Multimodal Content
This page explains how external applications connect text, image, video, and PDF resources to GUMem: upload the file first to get gumem://resources/<hex>, then reference that resource from conversation Message input or behavior ActionLog input through resource_urls.
Resource URLs keep file references only. If the resource content should become Memory, write OCR text, captions, transcripts, summaries, or human descriptions into content.
Session Multimodal Data
Write Flow
Session multimodal data is written in two steps:
- Call
POST /api/resourcesto upload the file and getgumem://resources/<hex>. - Call SDK
add_messages/addMessages, or HTTPPOST /api/sessions/{session_id}/messages, and passresource_urlsin the Message input.
POST /api/resources uses multipart/form-data:
| Field | Required | Description |
|---|---|---|
Authorization | Yes | Header in the form Api-Key <api_key>. |
user_id | Yes | User ID from your application. |
session_id | No | Related Session ID. Empty or missing values use default. |
content_type | Yes | Content type of the uploaded file. |
file | Yes | Binary file uploaded through the multipart file field. |
In Message input, resource_urls is an array and should contain only internal resource URLs:
{
"role": "user",
"content": "User uploaded a receipt. OCR text: dinner at Bistro A, total 86.40 SGD.",
"resource_urls": ["gumem://resources/<hex>"]
}Supported File Types
text, image, video, and pdf resources are all uploaded through the multipart file field. Set content_type during upload to identify the resource type.
| Type | content_type |
|---|---|
| Text | text/plain |
| Image | image/png, image/jpeg, image/webp |
| Video | video/mp4 |
application/pdf |
Images Integration Example
Upload the image resource first:
curl -X POST "http://localhost:8000/api/resources" \
-H "Authorization: Api-Key <api_key>" \
-F "user_id=user_123" \
-F "session_id=session_123" \
-F "content_type=image/png" \
-F "file=@./receipt.png"Take the resource URL from the response, such as gumem://resources/<hex>, then write the conversation Message:
curl -X POST "http://localhost:8000/api/sessions/session_123/messages" \
-H "Authorization: Api-Key <api_key>" \
-H "Content-Type: application/json" \
-d '{
"messages": [
{
"role": "user",
"content": "User uploaded a receipt image. OCR text: dinner at Bistro A, total 86.40 SGD, paid on 2026-04-24.",
"resource_urls": ["gumem://resources/<hex>"]
}
]
}'Behavior Multimodal Data
Behavior multimodal data uses the same resource flow as session multimodal data: call POST /api/resources to upload the resource first, then write the behavior record.

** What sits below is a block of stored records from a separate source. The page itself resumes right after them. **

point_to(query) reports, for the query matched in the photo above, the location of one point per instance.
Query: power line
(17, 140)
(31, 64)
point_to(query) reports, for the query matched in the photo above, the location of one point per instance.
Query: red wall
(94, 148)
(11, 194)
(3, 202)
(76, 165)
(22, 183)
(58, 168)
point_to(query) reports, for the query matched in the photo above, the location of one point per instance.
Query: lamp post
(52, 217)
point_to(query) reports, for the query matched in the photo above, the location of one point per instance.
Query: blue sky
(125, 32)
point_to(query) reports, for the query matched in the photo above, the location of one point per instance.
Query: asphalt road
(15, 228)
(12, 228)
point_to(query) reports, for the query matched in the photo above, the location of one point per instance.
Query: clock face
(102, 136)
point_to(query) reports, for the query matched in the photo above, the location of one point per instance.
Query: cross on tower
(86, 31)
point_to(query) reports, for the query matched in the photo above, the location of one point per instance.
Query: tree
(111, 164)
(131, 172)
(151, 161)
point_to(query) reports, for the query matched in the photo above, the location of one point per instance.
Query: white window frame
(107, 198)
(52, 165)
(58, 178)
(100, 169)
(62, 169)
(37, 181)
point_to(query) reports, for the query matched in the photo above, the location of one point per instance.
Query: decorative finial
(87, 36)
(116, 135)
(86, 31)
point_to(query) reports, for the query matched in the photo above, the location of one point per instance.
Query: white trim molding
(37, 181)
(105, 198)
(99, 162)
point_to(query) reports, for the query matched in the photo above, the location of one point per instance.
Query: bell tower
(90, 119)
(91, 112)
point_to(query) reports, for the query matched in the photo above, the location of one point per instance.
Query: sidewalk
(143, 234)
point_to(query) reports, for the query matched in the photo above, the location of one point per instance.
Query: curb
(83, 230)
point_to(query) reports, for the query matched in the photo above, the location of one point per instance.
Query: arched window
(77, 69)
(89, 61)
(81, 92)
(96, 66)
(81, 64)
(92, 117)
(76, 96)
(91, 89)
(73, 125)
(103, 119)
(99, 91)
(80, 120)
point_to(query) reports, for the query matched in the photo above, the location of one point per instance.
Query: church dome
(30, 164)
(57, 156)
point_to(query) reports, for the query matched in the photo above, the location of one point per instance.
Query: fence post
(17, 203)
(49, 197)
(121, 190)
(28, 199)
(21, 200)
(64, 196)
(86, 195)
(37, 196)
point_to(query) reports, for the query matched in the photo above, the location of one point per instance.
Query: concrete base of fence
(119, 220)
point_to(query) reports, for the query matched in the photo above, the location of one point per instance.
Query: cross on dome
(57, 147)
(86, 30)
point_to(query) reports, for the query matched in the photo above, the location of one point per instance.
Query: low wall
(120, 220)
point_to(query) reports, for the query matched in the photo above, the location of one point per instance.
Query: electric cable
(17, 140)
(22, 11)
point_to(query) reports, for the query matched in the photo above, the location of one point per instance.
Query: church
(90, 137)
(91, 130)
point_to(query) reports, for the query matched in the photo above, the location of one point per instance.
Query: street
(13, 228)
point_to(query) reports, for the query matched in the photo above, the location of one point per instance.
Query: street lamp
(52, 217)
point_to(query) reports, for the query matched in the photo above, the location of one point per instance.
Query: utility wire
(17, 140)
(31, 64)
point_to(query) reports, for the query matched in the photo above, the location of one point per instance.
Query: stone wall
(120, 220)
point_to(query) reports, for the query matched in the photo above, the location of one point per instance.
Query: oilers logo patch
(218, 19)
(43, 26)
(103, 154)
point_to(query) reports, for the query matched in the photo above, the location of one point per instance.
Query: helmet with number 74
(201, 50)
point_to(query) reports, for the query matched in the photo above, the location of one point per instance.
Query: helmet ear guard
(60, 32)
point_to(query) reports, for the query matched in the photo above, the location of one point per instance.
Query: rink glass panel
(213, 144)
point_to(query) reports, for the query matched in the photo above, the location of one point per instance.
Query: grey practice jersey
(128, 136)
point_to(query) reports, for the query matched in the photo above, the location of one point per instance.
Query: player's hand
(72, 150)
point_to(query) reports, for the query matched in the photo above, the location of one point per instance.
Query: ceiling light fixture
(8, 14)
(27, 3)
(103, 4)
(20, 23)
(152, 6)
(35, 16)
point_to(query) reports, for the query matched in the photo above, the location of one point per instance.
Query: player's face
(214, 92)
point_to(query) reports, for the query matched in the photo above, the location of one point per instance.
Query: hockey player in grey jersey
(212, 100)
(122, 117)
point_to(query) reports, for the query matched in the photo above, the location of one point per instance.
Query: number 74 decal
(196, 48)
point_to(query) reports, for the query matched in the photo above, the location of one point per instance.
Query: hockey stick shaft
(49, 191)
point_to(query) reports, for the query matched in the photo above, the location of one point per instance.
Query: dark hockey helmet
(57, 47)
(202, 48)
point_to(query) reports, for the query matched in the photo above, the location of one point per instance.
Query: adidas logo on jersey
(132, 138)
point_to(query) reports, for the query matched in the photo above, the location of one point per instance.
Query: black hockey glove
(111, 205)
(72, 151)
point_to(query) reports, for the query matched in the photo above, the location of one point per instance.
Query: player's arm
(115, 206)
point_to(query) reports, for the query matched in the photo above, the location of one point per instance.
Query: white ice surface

The difference is the write method. Use User Actions / ActionLog methods, such as gumem.userActions.create(...) in the Node SDK or gumem.user_actions.create(...) in the Python SDK. Pass resource_urls in ActionLog input to associate the files produced or referenced when the behavior happened.
await gumem.userActions.create({
user_id: "user_123",
timestamp: new Date(),
content: "User uploaded a signed contract PDF during onboarding.",
session_id: "session_123",
event_type: "document_upload",
page: "onboarding",
resource_urls: ["gumem://resources/<hex>"]
});from datetime import datetime, timezone
gumem.user_actions.create({
"user_id": "user_123",
"timestamp": datetime(2026, 4, 24, 12, 30, tzinfo=timezone.utc),
"content": "User uploaded a signed contract PDF during onboarding.",
"session_id": "session_123",
"event_type": "document_upload",
"page": "onboarding",
"resource_urls": ["gumem://resources/<hex>"],
})resource_urls only represents the reference between the ActionLog and the resources. If GUMem should remember what is inside the file, write a summary, transcript, recognition result, or human description into content.
File Size Limits
Callers should control file size before upload based on the resource type:
| Type | Recommended limit |
|---|---|
| Text | 1 MB |
| Image | 10 MB |
| 25 MB | |
| Video | 100 MB |
Uploads fail when files exceed the limit. Compress the file before upload, or split long text, long PDFs, and long videos into smaller resources before uploading.